Research has been conducted to find alternatives for CdS for use as buffer layer on top of a CIS type absorber layer. German patent specification DE 44 40 878 C1 discloses a CIS type thin film solar cell with a cadmium free buffer layer including a ternary compound of a metal component, sulphur, and oxygen, wherein the metal component is indium or tin, and with a ZnO window layer on top. The articles “Performance improvement of CIGS based modules by depositing high-quality Ga-doped ZnO windows with magnetron sputtering”, Baosheng Sang et al., Solar Energy Materials & Solar Cells 67 (2001) 237-245; “18% Efficiency Cd-free Cu(In,Ga)Se2 thin-film solar cells using chemical bath deposition (CBD)-ZnS buffer layers”, Tokio Nakada et al., Jpn. J. Appl. Phys. Vol 41 (2002) pp L165-L167; “Highly efficient Cu(Ga,In)(S,Se)2 thin film solar cells with zinc-compound buffer layers”, A. Ennaoui et al.; Thin Solid Films 431-432 (2003) 335-339; “Atomic layer deposition of Zn(O,S) buffer layers for high efficiency Cu(In,Ga)Se2 solar cells”, Ch. Plazer-Björkman et al., Proc. 3rd World Conference on Photovoltaic Energy Conversion, Osaka, Japan, 2003; Cu(In,Ga)Se2 thin film solar cells with buffer layer alternative to CdS”, R. N. Bhattacharya et al., Solar Energy 77 (2004) 679-683 disclose various such alternative materials including Ga-doped ZnO, ZnS, Zn(O,S), ZnS(O,OH) for buffer layers interposed between the CIS type layer and one or more sputtered ZnO window layers.

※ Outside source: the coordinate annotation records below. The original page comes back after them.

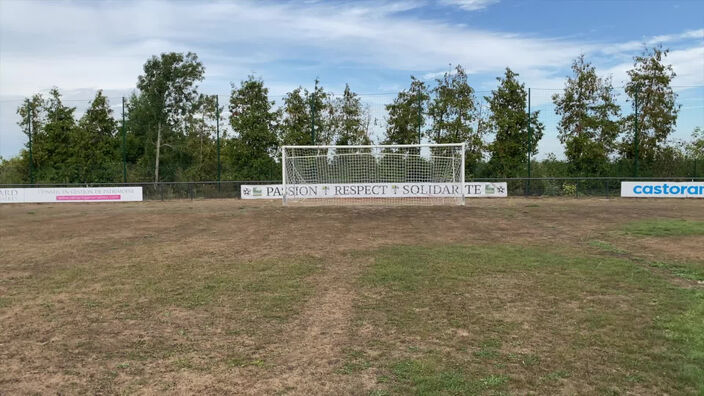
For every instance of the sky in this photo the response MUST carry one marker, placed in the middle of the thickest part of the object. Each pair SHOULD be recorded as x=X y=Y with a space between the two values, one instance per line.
x=375 y=46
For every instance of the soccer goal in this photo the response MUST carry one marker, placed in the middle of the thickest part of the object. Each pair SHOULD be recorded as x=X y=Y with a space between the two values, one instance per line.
x=415 y=174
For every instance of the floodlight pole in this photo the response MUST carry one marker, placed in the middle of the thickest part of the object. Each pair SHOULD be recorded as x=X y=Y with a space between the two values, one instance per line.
x=312 y=113
x=636 y=132
x=530 y=142
x=217 y=133
x=124 y=144
x=420 y=117
x=31 y=159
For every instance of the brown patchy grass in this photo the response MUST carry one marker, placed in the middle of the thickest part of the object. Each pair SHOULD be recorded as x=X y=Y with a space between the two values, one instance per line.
x=227 y=296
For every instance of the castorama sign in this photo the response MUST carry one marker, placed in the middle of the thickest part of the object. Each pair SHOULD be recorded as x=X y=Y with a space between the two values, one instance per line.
x=647 y=189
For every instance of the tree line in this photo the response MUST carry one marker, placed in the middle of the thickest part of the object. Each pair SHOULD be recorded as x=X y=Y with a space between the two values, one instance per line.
x=171 y=131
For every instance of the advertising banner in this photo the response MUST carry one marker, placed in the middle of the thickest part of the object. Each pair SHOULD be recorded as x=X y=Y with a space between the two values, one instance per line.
x=647 y=189
x=375 y=190
x=70 y=194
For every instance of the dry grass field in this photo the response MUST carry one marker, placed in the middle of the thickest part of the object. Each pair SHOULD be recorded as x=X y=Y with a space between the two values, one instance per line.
x=506 y=296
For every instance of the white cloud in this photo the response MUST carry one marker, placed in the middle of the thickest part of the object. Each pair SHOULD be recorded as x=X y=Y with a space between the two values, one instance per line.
x=80 y=45
x=104 y=44
x=471 y=5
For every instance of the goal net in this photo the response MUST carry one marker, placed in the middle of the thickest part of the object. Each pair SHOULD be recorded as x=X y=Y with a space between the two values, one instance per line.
x=415 y=174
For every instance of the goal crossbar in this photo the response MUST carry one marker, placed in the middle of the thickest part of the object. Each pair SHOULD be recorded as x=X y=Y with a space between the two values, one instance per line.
x=363 y=174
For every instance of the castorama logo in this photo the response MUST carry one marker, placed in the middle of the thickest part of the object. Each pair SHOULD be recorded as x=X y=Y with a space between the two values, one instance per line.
x=663 y=189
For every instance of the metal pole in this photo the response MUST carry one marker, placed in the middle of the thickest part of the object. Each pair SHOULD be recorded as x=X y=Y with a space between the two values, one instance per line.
x=217 y=132
x=124 y=144
x=420 y=116
x=530 y=142
x=31 y=159
x=635 y=138
x=312 y=113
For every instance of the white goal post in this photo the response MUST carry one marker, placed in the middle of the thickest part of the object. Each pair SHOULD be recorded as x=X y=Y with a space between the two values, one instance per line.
x=415 y=174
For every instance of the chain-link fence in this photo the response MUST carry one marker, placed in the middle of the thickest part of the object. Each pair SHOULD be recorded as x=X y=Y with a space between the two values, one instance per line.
x=203 y=156
x=574 y=187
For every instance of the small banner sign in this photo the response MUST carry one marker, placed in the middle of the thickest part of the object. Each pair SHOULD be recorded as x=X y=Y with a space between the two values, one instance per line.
x=647 y=189
x=375 y=190
x=70 y=194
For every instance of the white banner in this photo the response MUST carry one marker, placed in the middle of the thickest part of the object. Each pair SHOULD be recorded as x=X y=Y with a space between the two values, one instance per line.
x=646 y=189
x=375 y=190
x=71 y=194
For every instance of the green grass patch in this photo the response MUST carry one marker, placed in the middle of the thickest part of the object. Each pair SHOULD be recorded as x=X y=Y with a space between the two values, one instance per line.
x=430 y=377
x=471 y=310
x=686 y=270
x=606 y=247
x=665 y=227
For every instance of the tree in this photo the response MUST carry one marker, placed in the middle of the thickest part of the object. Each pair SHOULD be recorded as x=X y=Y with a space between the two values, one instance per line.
x=52 y=149
x=255 y=124
x=516 y=133
x=695 y=149
x=453 y=113
x=168 y=96
x=95 y=146
x=31 y=112
x=589 y=122
x=350 y=121
x=307 y=117
x=650 y=79
x=405 y=115
x=200 y=144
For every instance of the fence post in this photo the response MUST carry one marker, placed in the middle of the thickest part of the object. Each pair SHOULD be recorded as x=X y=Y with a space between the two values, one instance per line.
x=695 y=167
x=124 y=144
x=312 y=113
x=31 y=159
x=530 y=144
x=217 y=131
x=420 y=117
x=606 y=183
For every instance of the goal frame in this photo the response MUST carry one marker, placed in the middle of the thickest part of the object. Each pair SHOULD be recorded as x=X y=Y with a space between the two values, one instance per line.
x=284 y=148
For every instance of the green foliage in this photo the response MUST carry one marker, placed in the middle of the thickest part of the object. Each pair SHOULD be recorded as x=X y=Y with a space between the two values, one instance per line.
x=307 y=117
x=160 y=112
x=589 y=124
x=169 y=119
x=96 y=157
x=695 y=149
x=350 y=120
x=453 y=112
x=516 y=132
x=650 y=79
x=405 y=119
x=14 y=170
x=255 y=144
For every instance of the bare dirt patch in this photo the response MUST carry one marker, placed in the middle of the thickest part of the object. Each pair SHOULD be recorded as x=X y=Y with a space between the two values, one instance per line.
x=137 y=297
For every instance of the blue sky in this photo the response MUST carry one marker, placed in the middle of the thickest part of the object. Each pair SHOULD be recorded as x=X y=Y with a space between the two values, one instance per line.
x=80 y=46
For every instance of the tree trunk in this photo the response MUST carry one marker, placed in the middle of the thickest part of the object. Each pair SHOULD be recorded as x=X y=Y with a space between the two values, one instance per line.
x=158 y=146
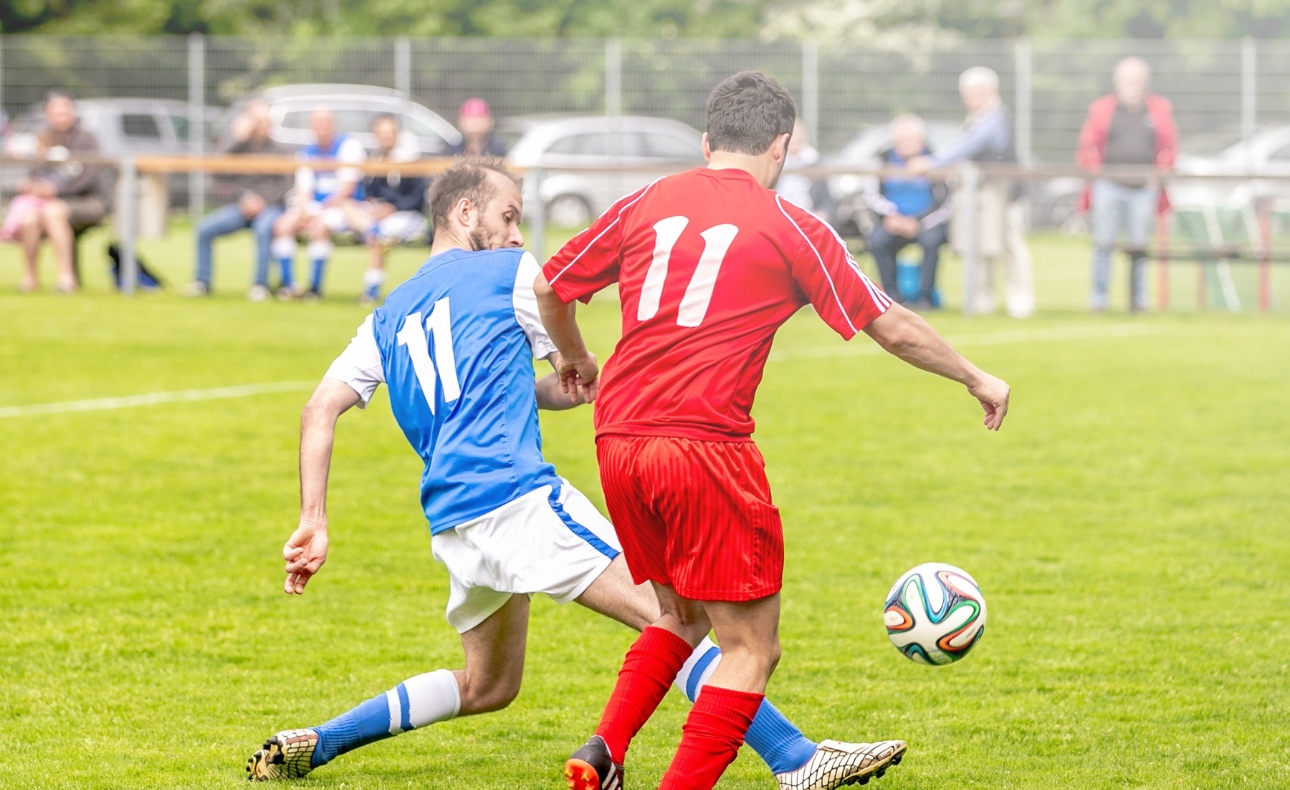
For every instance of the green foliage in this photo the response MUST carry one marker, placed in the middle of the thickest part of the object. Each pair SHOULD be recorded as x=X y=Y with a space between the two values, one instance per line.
x=1128 y=527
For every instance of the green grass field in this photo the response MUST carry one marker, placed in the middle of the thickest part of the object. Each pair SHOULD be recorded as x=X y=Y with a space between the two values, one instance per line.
x=1130 y=528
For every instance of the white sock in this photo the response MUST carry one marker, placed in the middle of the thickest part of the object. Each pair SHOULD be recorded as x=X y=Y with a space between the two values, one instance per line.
x=284 y=248
x=698 y=669
x=431 y=697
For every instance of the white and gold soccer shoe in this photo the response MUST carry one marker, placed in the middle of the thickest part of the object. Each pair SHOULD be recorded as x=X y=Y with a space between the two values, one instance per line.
x=837 y=763
x=285 y=755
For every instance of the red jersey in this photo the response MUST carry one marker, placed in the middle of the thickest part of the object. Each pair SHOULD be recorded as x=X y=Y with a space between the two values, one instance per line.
x=708 y=265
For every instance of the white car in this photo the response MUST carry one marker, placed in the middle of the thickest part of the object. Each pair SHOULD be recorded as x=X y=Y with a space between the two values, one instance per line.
x=355 y=107
x=632 y=150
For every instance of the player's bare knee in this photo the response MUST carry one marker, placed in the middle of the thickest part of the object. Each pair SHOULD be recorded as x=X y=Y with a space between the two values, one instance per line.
x=489 y=696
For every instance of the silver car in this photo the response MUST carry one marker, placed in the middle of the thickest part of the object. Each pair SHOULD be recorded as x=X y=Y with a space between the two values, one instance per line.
x=355 y=107
x=636 y=150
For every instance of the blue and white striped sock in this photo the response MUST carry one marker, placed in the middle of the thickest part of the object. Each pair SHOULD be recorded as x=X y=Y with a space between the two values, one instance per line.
x=775 y=740
x=414 y=702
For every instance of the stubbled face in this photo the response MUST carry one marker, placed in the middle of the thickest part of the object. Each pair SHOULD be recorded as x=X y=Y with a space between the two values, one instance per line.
x=1130 y=81
x=323 y=124
x=907 y=142
x=261 y=121
x=977 y=96
x=498 y=220
x=387 y=134
x=475 y=125
x=59 y=114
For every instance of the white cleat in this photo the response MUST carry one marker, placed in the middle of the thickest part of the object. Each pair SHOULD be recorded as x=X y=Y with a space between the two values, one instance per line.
x=285 y=755
x=836 y=763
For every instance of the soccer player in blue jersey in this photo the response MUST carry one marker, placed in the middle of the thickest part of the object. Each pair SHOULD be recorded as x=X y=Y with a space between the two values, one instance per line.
x=456 y=346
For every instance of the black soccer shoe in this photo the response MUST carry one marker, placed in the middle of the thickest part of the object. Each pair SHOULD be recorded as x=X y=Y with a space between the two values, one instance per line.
x=592 y=768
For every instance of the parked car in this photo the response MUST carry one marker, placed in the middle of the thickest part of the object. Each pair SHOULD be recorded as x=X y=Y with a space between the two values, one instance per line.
x=1223 y=151
x=123 y=125
x=355 y=107
x=573 y=198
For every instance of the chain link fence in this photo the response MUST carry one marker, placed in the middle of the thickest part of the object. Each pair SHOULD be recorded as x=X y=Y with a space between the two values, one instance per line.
x=1217 y=87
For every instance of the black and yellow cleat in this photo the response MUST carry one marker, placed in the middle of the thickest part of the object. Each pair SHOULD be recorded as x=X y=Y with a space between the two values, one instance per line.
x=592 y=768
x=288 y=754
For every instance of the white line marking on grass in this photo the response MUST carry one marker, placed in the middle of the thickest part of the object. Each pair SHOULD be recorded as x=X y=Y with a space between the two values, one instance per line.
x=987 y=338
x=106 y=404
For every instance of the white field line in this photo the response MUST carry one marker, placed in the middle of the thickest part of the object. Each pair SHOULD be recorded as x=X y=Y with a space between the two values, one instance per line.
x=107 y=404
x=857 y=349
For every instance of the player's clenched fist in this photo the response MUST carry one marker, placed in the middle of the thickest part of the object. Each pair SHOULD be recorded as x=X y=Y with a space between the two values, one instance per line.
x=992 y=393
x=579 y=374
x=305 y=553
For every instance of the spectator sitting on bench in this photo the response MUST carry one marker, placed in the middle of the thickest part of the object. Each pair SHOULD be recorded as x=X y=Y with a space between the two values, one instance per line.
x=394 y=211
x=910 y=209
x=259 y=203
x=319 y=200
x=69 y=196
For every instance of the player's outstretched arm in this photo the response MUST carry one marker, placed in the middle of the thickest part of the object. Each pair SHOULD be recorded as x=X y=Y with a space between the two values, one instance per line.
x=306 y=550
x=904 y=333
x=575 y=367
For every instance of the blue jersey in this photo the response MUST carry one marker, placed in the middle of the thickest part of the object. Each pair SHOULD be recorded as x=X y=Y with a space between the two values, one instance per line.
x=342 y=149
x=456 y=346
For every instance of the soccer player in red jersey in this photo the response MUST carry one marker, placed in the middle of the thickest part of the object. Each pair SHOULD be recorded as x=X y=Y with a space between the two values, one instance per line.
x=710 y=263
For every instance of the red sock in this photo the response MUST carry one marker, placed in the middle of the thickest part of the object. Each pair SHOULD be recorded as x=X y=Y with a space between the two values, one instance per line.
x=649 y=669
x=711 y=737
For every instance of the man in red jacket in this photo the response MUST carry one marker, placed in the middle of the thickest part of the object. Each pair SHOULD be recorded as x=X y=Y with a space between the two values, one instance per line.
x=1129 y=127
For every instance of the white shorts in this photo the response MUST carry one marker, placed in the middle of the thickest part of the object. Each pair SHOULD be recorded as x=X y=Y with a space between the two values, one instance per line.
x=403 y=226
x=554 y=542
x=333 y=217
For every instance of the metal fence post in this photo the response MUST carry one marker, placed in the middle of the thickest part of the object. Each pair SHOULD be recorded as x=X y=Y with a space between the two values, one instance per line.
x=196 y=121
x=403 y=66
x=538 y=217
x=969 y=176
x=1024 y=109
x=128 y=217
x=1249 y=94
x=613 y=76
x=810 y=88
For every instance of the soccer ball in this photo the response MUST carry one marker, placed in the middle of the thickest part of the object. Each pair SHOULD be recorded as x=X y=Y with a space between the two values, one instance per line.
x=934 y=613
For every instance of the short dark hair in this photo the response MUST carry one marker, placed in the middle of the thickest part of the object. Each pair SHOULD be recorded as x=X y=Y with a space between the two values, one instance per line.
x=747 y=112
x=470 y=180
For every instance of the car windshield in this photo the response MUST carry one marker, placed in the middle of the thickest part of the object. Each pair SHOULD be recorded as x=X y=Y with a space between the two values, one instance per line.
x=1210 y=143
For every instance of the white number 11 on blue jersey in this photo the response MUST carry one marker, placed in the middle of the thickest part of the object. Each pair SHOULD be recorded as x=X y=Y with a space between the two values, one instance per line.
x=413 y=334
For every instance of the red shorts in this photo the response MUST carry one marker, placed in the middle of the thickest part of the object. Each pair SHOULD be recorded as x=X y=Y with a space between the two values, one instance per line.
x=695 y=515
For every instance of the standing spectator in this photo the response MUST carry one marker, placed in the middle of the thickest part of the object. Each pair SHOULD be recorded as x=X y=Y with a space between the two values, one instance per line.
x=395 y=209
x=799 y=187
x=259 y=203
x=475 y=123
x=987 y=137
x=319 y=202
x=67 y=196
x=1129 y=127
x=911 y=211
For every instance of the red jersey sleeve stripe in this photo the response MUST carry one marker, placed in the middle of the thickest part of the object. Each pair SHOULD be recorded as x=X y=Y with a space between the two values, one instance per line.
x=881 y=300
x=621 y=205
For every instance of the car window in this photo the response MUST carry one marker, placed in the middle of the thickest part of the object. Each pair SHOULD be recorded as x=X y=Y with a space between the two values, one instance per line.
x=181 y=127
x=597 y=143
x=666 y=146
x=1281 y=154
x=142 y=125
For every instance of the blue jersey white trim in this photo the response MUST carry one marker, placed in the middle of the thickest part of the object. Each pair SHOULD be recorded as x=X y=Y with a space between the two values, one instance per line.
x=456 y=346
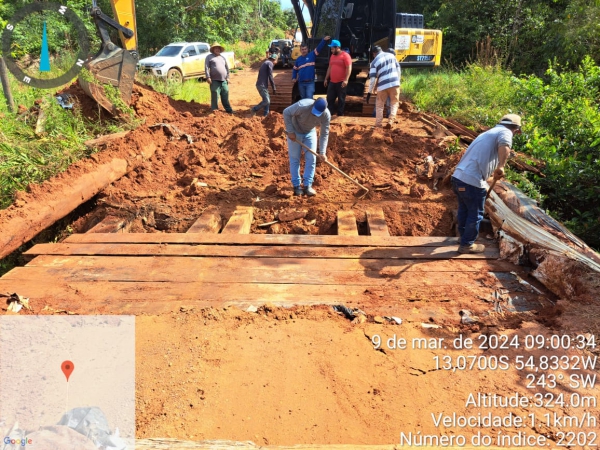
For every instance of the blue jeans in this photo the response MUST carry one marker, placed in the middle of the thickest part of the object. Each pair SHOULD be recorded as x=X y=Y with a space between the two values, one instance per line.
x=266 y=102
x=307 y=89
x=219 y=89
x=471 y=203
x=295 y=152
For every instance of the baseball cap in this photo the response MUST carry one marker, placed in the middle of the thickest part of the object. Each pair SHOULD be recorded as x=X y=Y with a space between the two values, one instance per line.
x=511 y=119
x=319 y=106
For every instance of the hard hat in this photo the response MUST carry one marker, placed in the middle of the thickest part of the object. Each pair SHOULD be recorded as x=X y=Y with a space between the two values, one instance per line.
x=319 y=106
x=216 y=44
x=511 y=119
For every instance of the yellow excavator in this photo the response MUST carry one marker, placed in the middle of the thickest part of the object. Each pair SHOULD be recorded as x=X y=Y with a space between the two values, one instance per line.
x=113 y=65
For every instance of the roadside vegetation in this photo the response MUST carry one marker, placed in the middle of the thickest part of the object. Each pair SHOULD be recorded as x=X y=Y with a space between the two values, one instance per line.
x=541 y=61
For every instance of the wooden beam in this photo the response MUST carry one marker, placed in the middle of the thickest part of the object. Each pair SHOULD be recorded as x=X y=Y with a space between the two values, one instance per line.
x=111 y=224
x=20 y=224
x=376 y=222
x=208 y=222
x=258 y=251
x=105 y=139
x=224 y=270
x=240 y=221
x=265 y=239
x=287 y=262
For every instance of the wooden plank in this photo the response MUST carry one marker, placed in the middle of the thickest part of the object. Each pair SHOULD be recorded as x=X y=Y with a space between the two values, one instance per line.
x=376 y=222
x=316 y=264
x=111 y=224
x=240 y=221
x=176 y=444
x=310 y=255
x=127 y=297
x=255 y=251
x=349 y=120
x=265 y=239
x=208 y=222
x=347 y=223
x=106 y=139
x=190 y=270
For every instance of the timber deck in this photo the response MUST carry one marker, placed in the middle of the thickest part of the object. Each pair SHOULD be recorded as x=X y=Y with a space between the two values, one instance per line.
x=129 y=273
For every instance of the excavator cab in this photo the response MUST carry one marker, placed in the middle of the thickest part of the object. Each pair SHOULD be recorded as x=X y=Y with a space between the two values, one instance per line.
x=113 y=65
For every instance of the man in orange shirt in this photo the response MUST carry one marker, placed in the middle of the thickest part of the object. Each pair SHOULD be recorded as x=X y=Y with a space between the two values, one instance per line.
x=337 y=76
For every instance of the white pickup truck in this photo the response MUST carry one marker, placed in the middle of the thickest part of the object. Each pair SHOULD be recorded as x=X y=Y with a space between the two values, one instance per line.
x=181 y=61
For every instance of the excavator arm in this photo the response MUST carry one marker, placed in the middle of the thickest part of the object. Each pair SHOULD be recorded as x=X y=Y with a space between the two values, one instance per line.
x=113 y=65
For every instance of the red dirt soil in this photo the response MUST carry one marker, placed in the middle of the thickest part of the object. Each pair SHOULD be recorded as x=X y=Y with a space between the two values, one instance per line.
x=305 y=374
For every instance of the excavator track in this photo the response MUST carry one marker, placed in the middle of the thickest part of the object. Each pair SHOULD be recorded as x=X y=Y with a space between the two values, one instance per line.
x=355 y=106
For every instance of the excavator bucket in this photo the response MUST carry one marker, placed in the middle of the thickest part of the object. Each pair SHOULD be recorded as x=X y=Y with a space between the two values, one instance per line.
x=116 y=68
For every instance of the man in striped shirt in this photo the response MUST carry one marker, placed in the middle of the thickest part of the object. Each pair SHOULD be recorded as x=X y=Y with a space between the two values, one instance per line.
x=384 y=74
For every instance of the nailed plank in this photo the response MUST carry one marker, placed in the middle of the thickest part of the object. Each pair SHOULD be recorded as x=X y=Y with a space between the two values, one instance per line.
x=316 y=264
x=189 y=270
x=138 y=297
x=111 y=224
x=240 y=221
x=105 y=139
x=347 y=223
x=376 y=222
x=257 y=251
x=208 y=222
x=266 y=239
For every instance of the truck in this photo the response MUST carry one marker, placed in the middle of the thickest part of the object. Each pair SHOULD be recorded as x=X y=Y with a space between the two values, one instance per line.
x=181 y=61
x=359 y=25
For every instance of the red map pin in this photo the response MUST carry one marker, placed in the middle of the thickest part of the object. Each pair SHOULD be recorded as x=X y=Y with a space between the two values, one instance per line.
x=67 y=368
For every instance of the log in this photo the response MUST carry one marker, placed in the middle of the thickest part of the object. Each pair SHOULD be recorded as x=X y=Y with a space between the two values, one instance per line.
x=22 y=223
x=347 y=223
x=208 y=222
x=554 y=259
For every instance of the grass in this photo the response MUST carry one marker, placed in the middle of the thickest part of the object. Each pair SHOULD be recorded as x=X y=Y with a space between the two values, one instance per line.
x=29 y=157
x=475 y=95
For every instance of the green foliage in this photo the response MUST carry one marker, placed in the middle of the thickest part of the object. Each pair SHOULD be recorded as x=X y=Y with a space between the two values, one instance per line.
x=474 y=96
x=563 y=129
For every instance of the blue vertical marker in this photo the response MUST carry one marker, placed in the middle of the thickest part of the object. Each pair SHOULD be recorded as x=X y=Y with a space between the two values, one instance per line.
x=45 y=56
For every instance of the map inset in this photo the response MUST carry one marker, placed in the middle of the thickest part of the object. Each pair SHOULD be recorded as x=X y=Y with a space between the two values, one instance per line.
x=67 y=382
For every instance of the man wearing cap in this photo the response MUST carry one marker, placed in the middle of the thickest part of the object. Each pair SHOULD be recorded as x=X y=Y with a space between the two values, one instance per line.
x=304 y=69
x=300 y=121
x=217 y=75
x=486 y=156
x=337 y=76
x=265 y=76
x=384 y=73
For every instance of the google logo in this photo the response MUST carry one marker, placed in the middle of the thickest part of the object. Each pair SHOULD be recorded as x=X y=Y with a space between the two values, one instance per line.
x=21 y=442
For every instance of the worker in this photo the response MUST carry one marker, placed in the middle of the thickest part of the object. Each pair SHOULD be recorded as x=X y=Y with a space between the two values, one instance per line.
x=217 y=75
x=286 y=54
x=337 y=76
x=301 y=120
x=265 y=76
x=384 y=75
x=485 y=156
x=304 y=69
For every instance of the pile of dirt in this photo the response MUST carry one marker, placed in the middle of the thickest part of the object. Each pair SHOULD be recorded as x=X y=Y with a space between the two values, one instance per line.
x=213 y=158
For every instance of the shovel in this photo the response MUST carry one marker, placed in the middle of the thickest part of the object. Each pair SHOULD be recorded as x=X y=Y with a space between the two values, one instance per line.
x=336 y=169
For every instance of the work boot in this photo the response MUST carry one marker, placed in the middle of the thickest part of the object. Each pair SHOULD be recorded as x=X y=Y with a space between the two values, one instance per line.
x=309 y=191
x=473 y=248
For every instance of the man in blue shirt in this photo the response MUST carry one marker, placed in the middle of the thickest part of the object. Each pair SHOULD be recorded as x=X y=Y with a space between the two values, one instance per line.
x=304 y=69
x=486 y=156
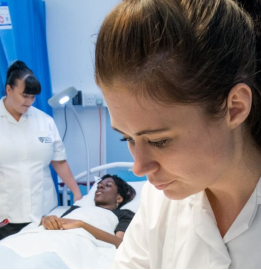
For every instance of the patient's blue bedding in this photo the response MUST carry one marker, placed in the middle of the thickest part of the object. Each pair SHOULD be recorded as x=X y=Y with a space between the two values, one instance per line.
x=44 y=261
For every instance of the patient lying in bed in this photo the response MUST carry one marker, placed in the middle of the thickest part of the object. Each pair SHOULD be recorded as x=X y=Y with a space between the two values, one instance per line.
x=84 y=237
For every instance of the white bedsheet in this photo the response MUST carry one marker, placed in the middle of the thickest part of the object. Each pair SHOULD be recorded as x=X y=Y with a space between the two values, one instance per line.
x=76 y=248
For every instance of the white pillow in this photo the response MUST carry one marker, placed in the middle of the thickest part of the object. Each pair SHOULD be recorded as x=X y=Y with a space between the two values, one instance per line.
x=134 y=205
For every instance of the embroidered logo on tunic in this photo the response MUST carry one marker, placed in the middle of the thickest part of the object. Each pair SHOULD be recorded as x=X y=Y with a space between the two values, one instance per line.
x=45 y=140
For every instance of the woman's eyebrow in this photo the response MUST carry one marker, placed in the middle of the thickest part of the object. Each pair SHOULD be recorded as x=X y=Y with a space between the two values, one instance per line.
x=146 y=132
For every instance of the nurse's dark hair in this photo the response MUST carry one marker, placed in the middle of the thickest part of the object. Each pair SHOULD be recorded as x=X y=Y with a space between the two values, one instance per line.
x=126 y=191
x=184 y=52
x=19 y=71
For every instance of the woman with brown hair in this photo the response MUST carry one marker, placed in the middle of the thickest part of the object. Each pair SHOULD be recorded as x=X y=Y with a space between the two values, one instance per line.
x=182 y=82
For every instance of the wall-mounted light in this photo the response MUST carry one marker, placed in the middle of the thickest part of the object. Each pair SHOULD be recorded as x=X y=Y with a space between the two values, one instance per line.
x=63 y=97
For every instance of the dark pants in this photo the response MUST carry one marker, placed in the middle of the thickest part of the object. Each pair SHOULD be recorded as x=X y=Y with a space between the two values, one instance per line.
x=11 y=229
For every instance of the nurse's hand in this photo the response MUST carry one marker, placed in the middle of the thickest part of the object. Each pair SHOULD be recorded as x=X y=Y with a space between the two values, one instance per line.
x=52 y=223
x=68 y=224
x=77 y=196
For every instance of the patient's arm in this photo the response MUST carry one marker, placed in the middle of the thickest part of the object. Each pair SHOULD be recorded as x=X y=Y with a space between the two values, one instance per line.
x=68 y=224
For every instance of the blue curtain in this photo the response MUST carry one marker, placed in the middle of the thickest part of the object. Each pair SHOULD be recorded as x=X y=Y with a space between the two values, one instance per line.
x=26 y=41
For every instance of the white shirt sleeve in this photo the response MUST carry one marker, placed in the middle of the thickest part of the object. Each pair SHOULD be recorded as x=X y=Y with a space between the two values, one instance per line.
x=59 y=149
x=133 y=252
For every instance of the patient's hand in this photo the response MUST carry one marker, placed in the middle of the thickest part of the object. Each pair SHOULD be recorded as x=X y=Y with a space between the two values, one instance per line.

The article “Development of Cu(In, Ga)Se2-based thin-film PV modules with a Zn(O,S,OH)x buffer layer”, Katsumi Kushiya, Solar Energy 77 (2004) 717-724, discloses a Zn(O,S,OH)x buffer layer deposited by chemical bath deposition between a Cu(In,Ga)Se2 layer and a boron doped zinc oxide window layer deposited by metal organic chemical vapor deposition.
It is an object of the present invention to provide a photovoltaic device based on a CIS type absorber layer of improved performance.
It is a further object to provide a method for manufacturing such a device.